Im vorliegenden Entwurf zur Teilrevision der Radio- und Fernsehverordnung sind verschiedene Punkte enthalten, welche weder in der bundesrätlichen Botschaft zur RTVG-Teilrevision Thema waren, noch in der Parlamentsdebatte oder im Abstimmungskampf diskutiert worden sind – so z.B. diverse Ausnahmeregelungen bezüglich der Gebührenpflicht für Unternehmen. Dies wirft ein schlechtes Licht auf diese Vorlage. Verschiedene vorgeschlagene Änderungen würden zudem zu weiteren Marktverzerrungen führen (z.B. einseitige Förderung von konzessionierten Radio- und Fernsehveranstaltern).

Als besonders verheerend erweist sich die neue Regelung, wonach der Eigenfinanzierungsgrad von komplementären, nicht gewinnorientierten Radios auf 20 Prozent und von den übrigen Radios auf 30 Prozent gesenkt werden soll. Es ist falsch, mittels Gebührensplittings den Gebührenanteil für private Sender immer weiter zu erhöhen. So wird die Staatsabhängigkeit weiter verstärkt. Wo der Staat Leistungen ausrichtet, findet auch eine Kontrolle (und damit eine staatliche Intervention) statt. Dies wiederum steht einem lebendigen Wettbewerb entgegen sowie dem staatspolitischen Grundsatz, dass die Behörden keine Medienkontrolle ausüben sollten.
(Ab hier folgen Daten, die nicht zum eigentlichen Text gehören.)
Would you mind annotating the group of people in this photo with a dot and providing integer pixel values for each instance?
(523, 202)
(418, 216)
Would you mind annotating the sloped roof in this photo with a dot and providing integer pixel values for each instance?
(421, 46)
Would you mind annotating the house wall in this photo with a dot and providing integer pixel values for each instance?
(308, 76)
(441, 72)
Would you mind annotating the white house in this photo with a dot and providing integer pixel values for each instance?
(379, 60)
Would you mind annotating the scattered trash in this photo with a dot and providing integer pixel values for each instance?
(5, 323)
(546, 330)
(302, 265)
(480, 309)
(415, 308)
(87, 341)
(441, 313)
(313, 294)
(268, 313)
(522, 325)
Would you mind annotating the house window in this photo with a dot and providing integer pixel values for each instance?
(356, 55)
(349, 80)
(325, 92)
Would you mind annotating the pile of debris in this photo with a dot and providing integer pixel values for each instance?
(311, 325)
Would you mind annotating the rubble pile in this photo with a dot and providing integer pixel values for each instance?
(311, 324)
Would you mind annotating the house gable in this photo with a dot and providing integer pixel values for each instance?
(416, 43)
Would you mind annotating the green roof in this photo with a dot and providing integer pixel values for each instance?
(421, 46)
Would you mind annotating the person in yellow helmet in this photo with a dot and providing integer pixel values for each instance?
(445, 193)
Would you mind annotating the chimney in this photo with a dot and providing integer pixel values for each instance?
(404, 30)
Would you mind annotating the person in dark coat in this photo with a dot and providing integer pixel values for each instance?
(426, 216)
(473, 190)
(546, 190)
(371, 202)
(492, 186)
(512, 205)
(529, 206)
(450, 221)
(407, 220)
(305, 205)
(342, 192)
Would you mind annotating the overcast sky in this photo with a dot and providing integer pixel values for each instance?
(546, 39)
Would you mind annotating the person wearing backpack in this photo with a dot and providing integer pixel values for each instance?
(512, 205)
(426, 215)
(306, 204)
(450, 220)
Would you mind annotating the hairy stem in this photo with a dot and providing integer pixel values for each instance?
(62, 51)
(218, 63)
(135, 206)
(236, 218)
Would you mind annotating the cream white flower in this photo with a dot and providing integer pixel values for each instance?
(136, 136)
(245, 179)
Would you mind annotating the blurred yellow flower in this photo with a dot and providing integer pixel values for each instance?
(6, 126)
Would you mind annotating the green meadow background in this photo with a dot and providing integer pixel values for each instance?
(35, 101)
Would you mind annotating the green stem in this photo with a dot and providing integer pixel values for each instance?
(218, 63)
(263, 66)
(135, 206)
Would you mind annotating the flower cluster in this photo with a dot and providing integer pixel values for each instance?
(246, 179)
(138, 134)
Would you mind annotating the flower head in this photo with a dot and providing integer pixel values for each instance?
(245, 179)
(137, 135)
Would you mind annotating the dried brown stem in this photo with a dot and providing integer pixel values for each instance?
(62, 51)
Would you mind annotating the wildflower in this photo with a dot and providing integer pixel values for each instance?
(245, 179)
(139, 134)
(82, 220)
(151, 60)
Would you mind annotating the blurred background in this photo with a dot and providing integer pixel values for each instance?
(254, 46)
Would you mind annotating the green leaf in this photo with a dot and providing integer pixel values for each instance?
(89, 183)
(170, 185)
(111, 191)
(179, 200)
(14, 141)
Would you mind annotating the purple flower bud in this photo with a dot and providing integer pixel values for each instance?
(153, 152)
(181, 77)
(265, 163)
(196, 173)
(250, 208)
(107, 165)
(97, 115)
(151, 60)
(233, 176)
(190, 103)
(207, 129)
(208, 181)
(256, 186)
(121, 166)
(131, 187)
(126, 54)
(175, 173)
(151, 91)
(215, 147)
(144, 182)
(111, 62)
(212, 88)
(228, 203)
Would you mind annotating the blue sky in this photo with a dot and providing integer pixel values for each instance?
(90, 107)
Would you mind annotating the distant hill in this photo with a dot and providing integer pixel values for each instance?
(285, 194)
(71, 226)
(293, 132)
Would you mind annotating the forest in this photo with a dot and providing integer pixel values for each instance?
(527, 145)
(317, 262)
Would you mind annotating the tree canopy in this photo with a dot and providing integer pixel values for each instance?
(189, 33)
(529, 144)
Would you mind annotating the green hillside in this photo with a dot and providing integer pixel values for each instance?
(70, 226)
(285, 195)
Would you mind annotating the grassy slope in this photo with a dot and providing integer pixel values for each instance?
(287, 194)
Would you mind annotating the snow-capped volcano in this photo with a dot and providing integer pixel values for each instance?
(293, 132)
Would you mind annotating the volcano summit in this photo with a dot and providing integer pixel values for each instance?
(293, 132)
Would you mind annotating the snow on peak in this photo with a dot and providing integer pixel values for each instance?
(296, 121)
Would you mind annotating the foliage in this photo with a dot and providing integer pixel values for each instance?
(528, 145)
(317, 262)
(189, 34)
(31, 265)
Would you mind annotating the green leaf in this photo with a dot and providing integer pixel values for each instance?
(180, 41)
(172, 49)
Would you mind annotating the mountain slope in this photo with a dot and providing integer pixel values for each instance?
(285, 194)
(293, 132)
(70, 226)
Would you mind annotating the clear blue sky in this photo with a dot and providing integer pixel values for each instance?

Leider hat das Parlament Anträge, dass die Höhe der Mediensteuer nicht durch den Bundesrat, sondern durch das Parlament bestimmt werden muss, abgelehnt. Umso mehr steht nun der Bundesrat aufgrund wiederholt kommunizierter Aussagen in der Pflicht, die Mediensteuer wie versprochen zu senken, aber auch die Gesamterträge nicht zu erhöhen. Diese sind, wie in der Botschaft angekündigt, auf dem Stand von 2011 zu plafonieren.

Die zahlreichen Ausnahmen für Unternehmen, welche der Bundesrat nun von der Abgabepflicht befreit, waren weder in der Botschaft vorgesehen, noch wurden solche Ansätze in der parlamentarischen Beratung diskutiert. Die Aktion Medienfreiheit hat wiederholt darauf hingewiesen, dass diese Mediensteuer ungerecht und für Unternehmen willkürlich ist. Die vielen Ausnahmen unterstreichen, dass diese Einschätzung richtig war: Die Erhebung der neuen Mediensteuer gleicht einem „Bazar“. Ganz abgesehen davon ist es grundsätzlich falsch, dass Unternehmen Mediensteuern bezahlen müssen, denn juristische Personen können weder Radio hören noch fernsehen.